If a house is levelled, don't build the same house.
~Dr. Debi Silber, PBT Institute
If there is one fundamental misunderstanding by those who don't see the inside of our marriage (but who think they do, and yes, I'm talking about the other woman), it's that our marriage post-infidelity is pretty much the same as our marriage pre-infidelity. I've heard the wails: "He gets to go back to his wife and his marriage and I'm alone." As if we welcome them back with open arms. As if we aren't shattered by betrayal. As if...
But it's a mistake that, sometimes, gets made by those of us inside the marriage. We're so desperate to get past this, to have our marriage back, that we build the same house, as Dr. Debi Silber puts it. We recreate the same marriage with the same dynamics with the same guy and then expect everything to be different. Or at least one thing to be different: That he doesn't cheat again.
It's lunacy, isn't it? Even if we thought our marriage was great – even if he's telling us that our marriage was great, that his cheating had nothing to do with us, that he never stopped loving us – even with that, we still need to build a new house. Cause the old house is gone. The trauma of betrayal blew that baby to bits.

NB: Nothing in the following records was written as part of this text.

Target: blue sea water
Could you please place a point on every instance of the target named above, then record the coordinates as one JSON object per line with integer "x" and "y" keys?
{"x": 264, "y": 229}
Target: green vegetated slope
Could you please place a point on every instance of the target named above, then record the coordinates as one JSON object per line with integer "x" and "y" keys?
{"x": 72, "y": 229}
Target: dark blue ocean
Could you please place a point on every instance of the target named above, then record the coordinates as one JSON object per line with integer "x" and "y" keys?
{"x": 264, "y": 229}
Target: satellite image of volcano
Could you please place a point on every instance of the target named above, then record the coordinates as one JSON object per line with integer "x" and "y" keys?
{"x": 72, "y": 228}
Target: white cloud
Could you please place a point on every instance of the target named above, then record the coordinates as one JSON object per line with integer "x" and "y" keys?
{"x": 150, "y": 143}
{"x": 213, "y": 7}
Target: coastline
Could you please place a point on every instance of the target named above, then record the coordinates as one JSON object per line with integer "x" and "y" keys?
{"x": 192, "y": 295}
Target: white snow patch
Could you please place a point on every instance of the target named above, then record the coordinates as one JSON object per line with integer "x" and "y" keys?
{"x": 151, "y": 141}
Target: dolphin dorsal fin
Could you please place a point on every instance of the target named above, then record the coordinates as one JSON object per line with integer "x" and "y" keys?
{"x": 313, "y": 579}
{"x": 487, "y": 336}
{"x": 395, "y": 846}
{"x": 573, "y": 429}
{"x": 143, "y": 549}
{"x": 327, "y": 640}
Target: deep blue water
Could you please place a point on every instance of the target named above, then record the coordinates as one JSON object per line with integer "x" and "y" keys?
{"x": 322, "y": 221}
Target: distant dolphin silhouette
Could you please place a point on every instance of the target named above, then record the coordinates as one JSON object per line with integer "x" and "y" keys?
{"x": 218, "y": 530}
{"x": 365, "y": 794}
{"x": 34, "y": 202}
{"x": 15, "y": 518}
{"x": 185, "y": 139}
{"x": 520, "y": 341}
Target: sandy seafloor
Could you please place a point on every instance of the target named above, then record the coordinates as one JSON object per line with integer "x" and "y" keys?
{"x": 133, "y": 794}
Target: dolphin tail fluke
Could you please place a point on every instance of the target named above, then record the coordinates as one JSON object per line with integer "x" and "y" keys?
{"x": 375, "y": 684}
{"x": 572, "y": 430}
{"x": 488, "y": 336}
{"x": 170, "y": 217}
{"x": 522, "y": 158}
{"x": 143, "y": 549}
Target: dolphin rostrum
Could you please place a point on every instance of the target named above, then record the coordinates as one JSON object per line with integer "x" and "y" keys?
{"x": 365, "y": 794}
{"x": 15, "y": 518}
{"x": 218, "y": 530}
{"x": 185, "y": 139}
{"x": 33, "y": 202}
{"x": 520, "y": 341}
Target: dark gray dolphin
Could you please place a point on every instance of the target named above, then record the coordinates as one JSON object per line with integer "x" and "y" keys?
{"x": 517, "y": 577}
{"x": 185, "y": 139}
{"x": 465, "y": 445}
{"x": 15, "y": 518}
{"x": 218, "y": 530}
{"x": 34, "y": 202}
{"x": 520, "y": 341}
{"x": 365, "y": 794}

But the thing with trauma is that it can help us lay down an entirely new foundation. This is, in no way the same as saying that trauma is "good" because it helps us grow. (In some cases, it does exactly the opposite as Lisa Arends so beautifully described in a recent blog post on her site.) But trauma, when it hits us as adults, is lay bare all the cracks. In my case, the trauma of my husband's betrayal forced me to look at all the ways in which I'd been abandoning myself. I brought childhood trauma into my marriage. I was the capable one, the responsible one, the "fixer". Which left my husband the role of errant teenager, which fed into his family dynamic that, without an adult telling him what to do, he was likely to get it wrong. And so I seethed with resentment that I had to do everything. And my husband seethed with resentment that he was treated like a child.
Enter the trauma of betrayal. I had the choice to either build the same damn house or build a new one. And though I still slip into that old house – my default as fixer shows up every single time I'm stressed – I nonetheless built a new one. One that required my husband to be a partner to me. One that required my husband to work through his own childhood stuff while I addressed mine.
As Dr. Silber tells us, the problem isn't trauma, it's staying there. When you heal from it, you learn that even though it was done to you, it wasn't about you.
I had to learn that. And I don't know how else I would have learned that if I hadn't had my metaphorical house blown up. We betrayed wives tend to spend a lot of time playing "what if". What if he'd never cheated, would I be happier? What if he'd never cheated, would I feel more secure?
It's a fool's game. He did cheat. And we are left to rebuild a new house with the same husband (or rather a husband who'd damn well better not stay the same), or to rebuild a life without him as our husband. Either choice is a perfectly reasonable one. But if you choose to stay, you cannot move back into that old house, no matter what the other woman thinks. That house is gone.